MLA for 1st Queens
- In office 1970–1979 Serving with Jean Canfield
- Preceded by: Walter Russell Shaw
- Succeeded by: Leone Bagnall

Personal details
- Born: May 5, 1914 Long River, Prince Edward Island
- Died: August 25, 2010 (aged 96) Summerside, Prince Edward Island
- Party: Liberal

= Ralph Johnstone (politician) =

Canadian politician (1914–2010)

Ralph Warren Johnstone (May 5, 1914 – August 25, 2010) was a Canadian politician and farmer. He represented 1st Queens in the Legislative Assembly of Prince Edward Island from 1970 to 1979 as a Liberal.

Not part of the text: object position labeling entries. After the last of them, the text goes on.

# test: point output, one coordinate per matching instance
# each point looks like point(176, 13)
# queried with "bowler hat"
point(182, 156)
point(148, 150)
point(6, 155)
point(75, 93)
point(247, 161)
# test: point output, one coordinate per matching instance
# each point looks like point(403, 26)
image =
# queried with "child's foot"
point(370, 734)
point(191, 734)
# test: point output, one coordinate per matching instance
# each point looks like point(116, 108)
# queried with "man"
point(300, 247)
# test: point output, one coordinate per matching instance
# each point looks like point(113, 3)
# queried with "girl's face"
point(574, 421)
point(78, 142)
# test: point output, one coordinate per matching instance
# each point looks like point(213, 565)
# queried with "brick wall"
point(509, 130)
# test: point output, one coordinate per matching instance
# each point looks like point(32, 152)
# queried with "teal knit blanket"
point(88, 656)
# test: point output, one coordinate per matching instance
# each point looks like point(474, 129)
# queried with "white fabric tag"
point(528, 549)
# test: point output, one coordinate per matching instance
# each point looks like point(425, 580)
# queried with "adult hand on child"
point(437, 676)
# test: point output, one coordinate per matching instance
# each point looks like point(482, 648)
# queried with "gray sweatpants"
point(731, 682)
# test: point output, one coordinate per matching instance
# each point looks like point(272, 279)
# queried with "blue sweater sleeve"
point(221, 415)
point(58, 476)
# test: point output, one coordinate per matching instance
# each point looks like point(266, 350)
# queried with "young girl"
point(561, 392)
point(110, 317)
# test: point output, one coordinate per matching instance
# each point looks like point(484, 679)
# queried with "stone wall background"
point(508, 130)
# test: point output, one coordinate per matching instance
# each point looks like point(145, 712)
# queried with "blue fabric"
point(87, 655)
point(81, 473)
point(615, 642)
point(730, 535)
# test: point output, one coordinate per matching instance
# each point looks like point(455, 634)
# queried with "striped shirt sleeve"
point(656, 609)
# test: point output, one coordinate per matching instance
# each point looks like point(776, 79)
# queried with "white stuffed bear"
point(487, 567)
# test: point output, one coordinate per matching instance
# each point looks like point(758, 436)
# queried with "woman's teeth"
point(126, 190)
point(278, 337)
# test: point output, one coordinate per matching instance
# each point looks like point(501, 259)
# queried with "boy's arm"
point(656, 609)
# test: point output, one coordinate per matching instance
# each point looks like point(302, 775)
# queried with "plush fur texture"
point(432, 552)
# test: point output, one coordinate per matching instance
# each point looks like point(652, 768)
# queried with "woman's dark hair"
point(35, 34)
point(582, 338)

Johnstone was born in 1914 in Long River, Prince Edward Island. He married Marion Hazel Howard in 1945. A farmer by career, Johnstone operated two farms and was an active member of the Federation of Agriculture.

Johnstone entered provincial politics in the 1970 election, when he was elected councillor for the electoral district of 1st Queens. He was re-elected in the 1974, and 1978 elections. Johnstone was defeated by Progressive Conservative Leone Bagnall, when he ran for re-election in 1979.

Johnstone died in Summerside, Prince Edward Island in August 2010.